AWS Lake Formation
Building a Data Lake is a task that requires a lot of care. Although its level of complexity depends on several factors, including:
- diversity in type and origins of the data
- storage required
- demanding levels of security
no matter the multiple combinations that may occur between them (and many more factors), there will always be a common element in the possible scenarios of implementation of a Data Lake: global and general knowledge of the data lifecycle.
By definition, we could consider that a Data Lake is an architectural approach which allows to store massive amounts of data in a central location, so that they are easily available to be categorized, processed, analyzed and consumed by different teams within an organization.

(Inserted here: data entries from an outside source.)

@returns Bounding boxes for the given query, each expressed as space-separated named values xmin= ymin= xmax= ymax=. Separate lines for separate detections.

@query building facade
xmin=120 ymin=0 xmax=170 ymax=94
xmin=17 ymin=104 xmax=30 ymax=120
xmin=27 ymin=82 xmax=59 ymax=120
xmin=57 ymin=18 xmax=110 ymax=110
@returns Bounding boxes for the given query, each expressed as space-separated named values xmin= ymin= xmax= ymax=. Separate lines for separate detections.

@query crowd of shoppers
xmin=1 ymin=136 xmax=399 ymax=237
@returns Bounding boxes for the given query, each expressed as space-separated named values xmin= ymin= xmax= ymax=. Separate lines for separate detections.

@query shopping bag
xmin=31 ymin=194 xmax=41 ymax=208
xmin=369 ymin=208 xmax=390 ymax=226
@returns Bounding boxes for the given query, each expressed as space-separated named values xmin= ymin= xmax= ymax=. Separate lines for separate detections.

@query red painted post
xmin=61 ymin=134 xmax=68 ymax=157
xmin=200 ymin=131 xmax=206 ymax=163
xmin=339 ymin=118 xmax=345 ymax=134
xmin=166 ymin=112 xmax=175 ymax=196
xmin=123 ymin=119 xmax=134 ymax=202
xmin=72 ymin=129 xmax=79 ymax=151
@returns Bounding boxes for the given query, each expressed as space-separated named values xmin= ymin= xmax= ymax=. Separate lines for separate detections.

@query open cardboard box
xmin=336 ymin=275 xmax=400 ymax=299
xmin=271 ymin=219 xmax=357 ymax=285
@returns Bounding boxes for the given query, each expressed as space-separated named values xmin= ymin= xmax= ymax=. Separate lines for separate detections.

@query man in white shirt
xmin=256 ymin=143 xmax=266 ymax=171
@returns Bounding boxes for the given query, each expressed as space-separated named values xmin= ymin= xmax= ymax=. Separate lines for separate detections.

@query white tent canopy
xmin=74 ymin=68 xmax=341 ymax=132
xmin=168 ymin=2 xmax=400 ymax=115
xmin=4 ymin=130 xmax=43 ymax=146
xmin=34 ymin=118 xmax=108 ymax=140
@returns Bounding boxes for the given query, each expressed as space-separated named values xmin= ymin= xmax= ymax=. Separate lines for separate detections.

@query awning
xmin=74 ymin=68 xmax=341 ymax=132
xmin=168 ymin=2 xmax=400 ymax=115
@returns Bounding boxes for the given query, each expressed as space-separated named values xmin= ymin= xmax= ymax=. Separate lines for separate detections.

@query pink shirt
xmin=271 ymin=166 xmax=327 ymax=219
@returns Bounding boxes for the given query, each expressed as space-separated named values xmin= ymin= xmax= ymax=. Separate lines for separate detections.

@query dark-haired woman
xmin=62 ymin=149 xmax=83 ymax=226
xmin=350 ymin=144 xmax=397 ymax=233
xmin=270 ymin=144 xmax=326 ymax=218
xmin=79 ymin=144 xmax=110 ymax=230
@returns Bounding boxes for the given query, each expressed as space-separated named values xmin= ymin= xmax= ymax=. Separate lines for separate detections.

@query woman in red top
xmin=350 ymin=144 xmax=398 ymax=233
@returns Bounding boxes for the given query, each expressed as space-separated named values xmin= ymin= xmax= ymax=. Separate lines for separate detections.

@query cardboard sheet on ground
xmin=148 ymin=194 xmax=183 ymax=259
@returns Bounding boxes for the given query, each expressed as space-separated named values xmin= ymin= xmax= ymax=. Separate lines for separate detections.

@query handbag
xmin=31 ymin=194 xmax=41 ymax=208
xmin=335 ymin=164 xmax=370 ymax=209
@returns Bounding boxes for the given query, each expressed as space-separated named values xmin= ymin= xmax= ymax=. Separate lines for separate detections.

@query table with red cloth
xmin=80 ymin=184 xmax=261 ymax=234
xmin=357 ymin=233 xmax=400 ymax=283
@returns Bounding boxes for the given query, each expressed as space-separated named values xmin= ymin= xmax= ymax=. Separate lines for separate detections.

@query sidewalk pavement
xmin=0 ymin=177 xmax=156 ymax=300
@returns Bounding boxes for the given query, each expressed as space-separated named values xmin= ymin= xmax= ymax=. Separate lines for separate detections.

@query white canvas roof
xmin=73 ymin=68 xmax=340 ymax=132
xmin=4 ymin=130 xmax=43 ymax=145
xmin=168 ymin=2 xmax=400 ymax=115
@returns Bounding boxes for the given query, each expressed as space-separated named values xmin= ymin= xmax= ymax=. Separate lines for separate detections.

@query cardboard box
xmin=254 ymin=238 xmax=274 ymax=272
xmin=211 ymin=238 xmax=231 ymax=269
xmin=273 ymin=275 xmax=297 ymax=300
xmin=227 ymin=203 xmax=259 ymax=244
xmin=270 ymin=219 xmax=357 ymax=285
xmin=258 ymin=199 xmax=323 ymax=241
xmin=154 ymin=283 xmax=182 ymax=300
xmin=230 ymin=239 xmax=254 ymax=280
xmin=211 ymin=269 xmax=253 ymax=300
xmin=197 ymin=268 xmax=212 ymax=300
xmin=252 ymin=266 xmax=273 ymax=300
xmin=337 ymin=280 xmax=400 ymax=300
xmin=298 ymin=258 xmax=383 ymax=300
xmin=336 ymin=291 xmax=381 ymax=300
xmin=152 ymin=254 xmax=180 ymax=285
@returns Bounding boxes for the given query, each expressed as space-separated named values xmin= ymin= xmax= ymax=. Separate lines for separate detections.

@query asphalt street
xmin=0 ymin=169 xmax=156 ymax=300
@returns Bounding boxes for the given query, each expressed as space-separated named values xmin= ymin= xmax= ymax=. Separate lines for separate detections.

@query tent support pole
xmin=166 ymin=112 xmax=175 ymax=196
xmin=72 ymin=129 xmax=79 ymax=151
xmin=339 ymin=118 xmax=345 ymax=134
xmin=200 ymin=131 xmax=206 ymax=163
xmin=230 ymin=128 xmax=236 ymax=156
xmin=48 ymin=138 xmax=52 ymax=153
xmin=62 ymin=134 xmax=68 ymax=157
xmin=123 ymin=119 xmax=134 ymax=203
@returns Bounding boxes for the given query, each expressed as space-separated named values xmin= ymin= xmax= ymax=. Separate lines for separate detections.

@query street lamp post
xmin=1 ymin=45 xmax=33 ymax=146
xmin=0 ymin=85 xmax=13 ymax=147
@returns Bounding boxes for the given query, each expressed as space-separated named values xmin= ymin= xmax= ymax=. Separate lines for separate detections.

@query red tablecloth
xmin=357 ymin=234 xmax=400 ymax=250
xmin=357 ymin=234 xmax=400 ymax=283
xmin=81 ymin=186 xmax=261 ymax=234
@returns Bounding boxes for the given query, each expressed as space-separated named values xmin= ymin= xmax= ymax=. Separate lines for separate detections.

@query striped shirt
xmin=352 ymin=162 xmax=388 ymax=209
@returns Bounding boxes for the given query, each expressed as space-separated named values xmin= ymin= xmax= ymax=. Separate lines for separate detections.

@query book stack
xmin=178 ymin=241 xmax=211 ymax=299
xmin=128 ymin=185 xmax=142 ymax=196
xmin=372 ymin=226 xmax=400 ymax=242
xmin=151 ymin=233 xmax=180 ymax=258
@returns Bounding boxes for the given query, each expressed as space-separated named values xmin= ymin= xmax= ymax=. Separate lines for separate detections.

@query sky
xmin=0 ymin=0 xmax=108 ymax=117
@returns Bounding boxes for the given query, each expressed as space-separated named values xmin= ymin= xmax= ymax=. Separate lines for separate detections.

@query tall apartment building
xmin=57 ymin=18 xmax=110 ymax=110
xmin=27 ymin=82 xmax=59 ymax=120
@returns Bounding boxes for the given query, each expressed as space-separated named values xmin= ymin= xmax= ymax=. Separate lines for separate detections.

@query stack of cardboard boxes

A typical construction of a Data Lake is consists of:
- Storage configuration
- Data moving
- Cleaning, preparation and data catalog
- Configuration and reinforcement of security policies and compliance
- Ensure that data is available (for analytical or visualization applications, among others)
As expected, each one of these points represents a more detailed procedure and must be dealt with greater rigor. Again, the combinations between these steps make a person (or company) who wants to start ‘playing’ with a Data Lake feel overwhelmed.
Curiously, AWS has a huge range of AWS services to work with data that can sometimes ‘force’ a person to simply give up on their goal of working with a Data Lake.
Before reviewing the AWS Lake Formation proposal, we could consider some of the steps required to build a Data Lake in AWS:
- Identify data sources (such as RDBMS, files, streams, transactions)
- Create required S3 buckets to store this data, with their corresponding policies
- Create the ETLs that will perform the transformations on this data from their origins to take them to the S3 buckets. This involves the corresponding administration of audit policies and permissions of the ETLs, and create a data cleansing strategy.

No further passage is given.